Remember, at this time last year Kamara and McCaffrey were widely viewed as equals -- ESPN’s annual NFLRank had McCaffrey listed 22nd and Kamara 26th. Since then, McCaffrey pulled ahead by becoming just the third player in NFL history with 1,000 rushing yards and 1,000 receiving yards in the same season.

When it comes to assessing their value, it’s also important to note that McCaffrey plays more snaps -- about 60 per game for McCaffrey versus 42 for Kamara over the past two years in games when they played a full workload.

But the Saints prefer it that way so they can try to keep Kamara fresh and healthy. That’s why they signed veteran running back Latavius Murray in free agency last year to replace Mark Ingram as a partner for Kamara. And that strategy isn’t likely to change in 2020 after the injuries Kamara has battled.

Still, a healthy Kamara should be good for 18 or 19 touches per game. He averaged 18.2 over the past two seasons, and that didn't change after the injuries last year, as he still averaged 18.5 touches in Weeks 11-16.

If healthy, he should average more than 100 yards per game from scrimmage. And he’s probably good for 81 catches after he hit that exact number in each of his first three seasons.

It’s hard to expect TD totals like Kamara had in his first two seasons, but he should be able to get back to double digits. Although his scoring opportunities took a slight dip last year, it wasn't a case where he was replaced by a goal-line specialist. And he did break out of his TD slump with five in his final three games, including the playoffs.

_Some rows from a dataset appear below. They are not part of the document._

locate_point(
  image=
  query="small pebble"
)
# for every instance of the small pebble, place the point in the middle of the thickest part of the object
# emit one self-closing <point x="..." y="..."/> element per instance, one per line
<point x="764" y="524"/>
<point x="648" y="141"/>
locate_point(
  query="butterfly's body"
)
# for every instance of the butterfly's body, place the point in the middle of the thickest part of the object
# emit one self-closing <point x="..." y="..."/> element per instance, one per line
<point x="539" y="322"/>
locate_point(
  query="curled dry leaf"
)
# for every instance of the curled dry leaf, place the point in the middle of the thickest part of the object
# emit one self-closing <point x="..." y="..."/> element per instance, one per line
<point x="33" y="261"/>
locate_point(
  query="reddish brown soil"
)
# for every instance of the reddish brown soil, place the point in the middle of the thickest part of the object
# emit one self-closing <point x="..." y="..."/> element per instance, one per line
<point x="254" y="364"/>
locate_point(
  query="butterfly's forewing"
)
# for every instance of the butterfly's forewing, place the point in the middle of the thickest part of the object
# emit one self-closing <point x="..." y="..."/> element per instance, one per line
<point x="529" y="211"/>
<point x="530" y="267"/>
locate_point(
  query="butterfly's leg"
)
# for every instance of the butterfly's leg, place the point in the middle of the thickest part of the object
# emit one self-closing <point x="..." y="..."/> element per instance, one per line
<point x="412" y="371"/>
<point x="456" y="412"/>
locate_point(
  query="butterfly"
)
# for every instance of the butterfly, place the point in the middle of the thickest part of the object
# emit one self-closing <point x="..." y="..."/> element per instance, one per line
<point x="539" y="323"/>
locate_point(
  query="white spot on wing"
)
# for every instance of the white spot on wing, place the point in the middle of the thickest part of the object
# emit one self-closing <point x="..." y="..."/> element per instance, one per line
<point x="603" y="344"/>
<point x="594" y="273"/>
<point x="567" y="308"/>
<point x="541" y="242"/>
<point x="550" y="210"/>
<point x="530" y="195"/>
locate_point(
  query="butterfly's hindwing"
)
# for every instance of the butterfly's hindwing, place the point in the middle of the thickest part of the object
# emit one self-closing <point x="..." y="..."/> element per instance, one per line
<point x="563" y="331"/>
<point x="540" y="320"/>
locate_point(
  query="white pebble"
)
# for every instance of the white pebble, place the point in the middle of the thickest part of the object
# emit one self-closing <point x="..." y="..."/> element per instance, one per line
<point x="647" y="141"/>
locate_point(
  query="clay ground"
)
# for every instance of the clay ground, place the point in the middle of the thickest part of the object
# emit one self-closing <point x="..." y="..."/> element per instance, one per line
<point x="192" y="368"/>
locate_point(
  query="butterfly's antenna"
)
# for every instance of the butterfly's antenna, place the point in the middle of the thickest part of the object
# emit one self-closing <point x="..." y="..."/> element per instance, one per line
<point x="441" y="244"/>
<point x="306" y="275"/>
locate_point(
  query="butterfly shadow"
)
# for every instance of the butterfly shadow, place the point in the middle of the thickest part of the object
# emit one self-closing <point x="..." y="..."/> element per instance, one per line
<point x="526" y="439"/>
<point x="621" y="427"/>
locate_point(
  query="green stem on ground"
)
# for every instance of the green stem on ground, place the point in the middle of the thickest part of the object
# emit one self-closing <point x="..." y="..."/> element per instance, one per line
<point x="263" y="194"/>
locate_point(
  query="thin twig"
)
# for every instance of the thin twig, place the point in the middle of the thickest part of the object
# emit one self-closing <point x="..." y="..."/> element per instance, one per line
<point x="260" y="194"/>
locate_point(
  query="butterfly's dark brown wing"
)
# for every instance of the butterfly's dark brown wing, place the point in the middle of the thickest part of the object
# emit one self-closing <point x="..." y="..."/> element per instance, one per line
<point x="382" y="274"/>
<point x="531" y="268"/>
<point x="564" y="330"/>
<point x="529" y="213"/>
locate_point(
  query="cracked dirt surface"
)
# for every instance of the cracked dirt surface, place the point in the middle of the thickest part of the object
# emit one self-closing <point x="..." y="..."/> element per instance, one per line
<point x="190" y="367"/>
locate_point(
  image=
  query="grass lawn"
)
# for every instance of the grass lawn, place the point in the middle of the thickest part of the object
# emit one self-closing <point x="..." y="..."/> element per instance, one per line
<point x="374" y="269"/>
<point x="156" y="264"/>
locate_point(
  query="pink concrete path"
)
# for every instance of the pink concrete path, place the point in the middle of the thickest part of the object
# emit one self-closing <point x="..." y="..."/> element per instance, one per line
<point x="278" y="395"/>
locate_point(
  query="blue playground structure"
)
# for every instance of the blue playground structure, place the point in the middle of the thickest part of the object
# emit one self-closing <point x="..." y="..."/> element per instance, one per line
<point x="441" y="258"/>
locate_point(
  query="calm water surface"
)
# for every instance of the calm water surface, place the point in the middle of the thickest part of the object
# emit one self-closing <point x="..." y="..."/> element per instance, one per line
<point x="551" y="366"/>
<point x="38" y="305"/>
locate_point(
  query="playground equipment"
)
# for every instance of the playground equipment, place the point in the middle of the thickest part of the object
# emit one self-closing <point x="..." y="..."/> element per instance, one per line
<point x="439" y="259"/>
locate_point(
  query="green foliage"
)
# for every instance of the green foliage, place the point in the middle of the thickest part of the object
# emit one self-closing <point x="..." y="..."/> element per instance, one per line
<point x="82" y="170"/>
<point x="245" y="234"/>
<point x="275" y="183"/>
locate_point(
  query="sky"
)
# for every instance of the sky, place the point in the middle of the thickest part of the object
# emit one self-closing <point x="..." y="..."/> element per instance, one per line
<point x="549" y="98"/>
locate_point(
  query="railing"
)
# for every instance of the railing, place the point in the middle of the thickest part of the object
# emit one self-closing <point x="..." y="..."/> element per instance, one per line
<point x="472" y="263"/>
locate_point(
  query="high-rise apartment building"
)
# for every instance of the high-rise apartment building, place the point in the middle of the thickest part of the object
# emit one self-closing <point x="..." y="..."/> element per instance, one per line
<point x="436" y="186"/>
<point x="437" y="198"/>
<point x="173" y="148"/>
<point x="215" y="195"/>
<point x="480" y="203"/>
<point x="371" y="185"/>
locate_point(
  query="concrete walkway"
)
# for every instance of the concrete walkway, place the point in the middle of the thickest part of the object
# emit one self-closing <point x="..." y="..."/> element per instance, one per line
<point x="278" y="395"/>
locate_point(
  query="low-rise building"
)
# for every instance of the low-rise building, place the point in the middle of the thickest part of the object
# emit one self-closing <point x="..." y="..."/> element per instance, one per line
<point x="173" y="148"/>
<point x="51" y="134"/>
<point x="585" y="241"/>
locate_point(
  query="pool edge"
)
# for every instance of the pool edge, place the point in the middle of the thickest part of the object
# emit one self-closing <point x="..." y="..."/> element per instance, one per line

Kamara is still widely ranked as a top-six overall pick heading into fantasy football drafts, where GMs might find themselves facing a great Saints dilemma if they have to choose between him and receiver Michael Thomas.

Kamara went fifth and Thomas sixth in ESPN’s most recent mock draft, thanks to the scarcity of elite running backs. But fantasy analyst Mike Clay – who produces the projected stats for every player -- has Thomas ranked No. 2 overall on his board behind only McCaffrey.

“I have Thomas regressing by 32 targets, 35 receptions and 374 yards -- and he’s still easily my highest projected wide receiver,” Clay said of Thomas, who shattered the NFL record with 149 catches last year. “Thomas’ massive 32.5% target share will probably drop some, but history says it won’t by much.

“As for Kamara, coach Sean Payton has an incredible résumé as RB production goes. And Kamara plays a major role as a receiver, which gives him an excellent floor in PPR leagues (7.0 targets per game last year). Goal-line usage is the only concern, but I have him bouncing back this year with 11 TDs. He’s still only 24 years old. Elite, high-scoring offense. Lots to love here.”